7MS #190: Infosec News and Links Roundup
If you're interested on whether it's time to invest in "smart things" for your home, you might want to listen to the latest Security Now episode first. About 1.5 hours in, Steve and Leo talk about the current state of smart/dumb things development, and warn that the tech might not be mature enough to operate securely at this time. Plus, once the dust settles on the ioT frontier, you might end up having to re-buy a lot of tech.
The BHIS Webinar from yesterday called "We can hardware hack! And you can too!" was good. I know absolutely zero about hardware hacking, but this presentation wanted to make me want to start :-). I'll post the recording when available.
I'm still pursuing CCSP but kind of going bonkers at how high level it is.
- Patch your stuff for goodness sake - Adobe/Microsoft/others have lots of critical ickiness that was patched this week. Krebs covers the overview well (as always) but don't forget Shavlik produces a nice summary too. Highlights from the Shavlik article include:
In total, Microsoft released 16 bulletins today, eight critical and eight deemed important. There are also 33 unique CVEs being resolved, including one Zero Day that affects two bulletins and two public disclosures.
Today, Adobe released bulletins for Adobe Reader, Cold Fusion and an advisory for Flash Player that should see a bulletin release as soon as this Thursday. The two bulletins resolve for a total of 85 CVEs.

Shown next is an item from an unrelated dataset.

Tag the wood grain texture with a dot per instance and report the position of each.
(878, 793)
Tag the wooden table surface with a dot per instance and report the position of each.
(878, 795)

With the addition of Flash Player later this week, if the Microsoft bulletin is accurate, it should bring the total to 109 CVEs resolved from Adobe this month.
A big week for breaches including Kiddicare, UserVoice, Google, and a London-based HIV clinic. One lesson learned from these: learn how to use email properly (i.e. BCC field) and don't email sensitive stuff to the wrong people :-/
Lenovo's Solution Center may soon recommend the following solution to using a Lenovo machine: don't. The flawed software could let attackers leverage Solution Center to take over a machine. According to the article:
"The flaw allows an attacker to elevate privileges and is tied to the LSC application’s backend. It opens the door for a malicious attacker to start the LSC service and trick it in to executing arbitrary code in the local system context", says Karl Sigler, who is responsible for finding this flaw.
In general, I go with the general mindset of the following: whenever I get a new machine, I immediately pop in the OS disc and do a format C: and reload fresh.
WhatsApp now has desktop clients for Win and Mac users for a bit more mainstream access to end-to-end encryption goodness.
OWTF (Offensive Web Testing Framework) is OWASP's:
...project focused on penetration testing efficiency and alignment of security tests to security standards
So far it looks to be awesome, but if you're running Kali2 you might need to downgrade pip to get it working. See my Github thread on that.
Be careful when flying, as it's no longer safe to do algebra in front of nervous passengers!
A whole slug of 7ms.us updates!
- The complete episode guide is finally up! It's broken into two chunks: featured episodes and complete episode guide.
- Disqus comments are finally fixed. Apparently they load via HTTP even though this is an HTTPS-forced site. #LessonLearned.
- Resources page has some mini best practice articles as well as blogs, podcasts, books, etc. that have helped me in my infosec career.
- All podcast episodes should be fixed and downloadable - thanks to the listeners who pointed out issues. Let me know if you see any that are being stubborn!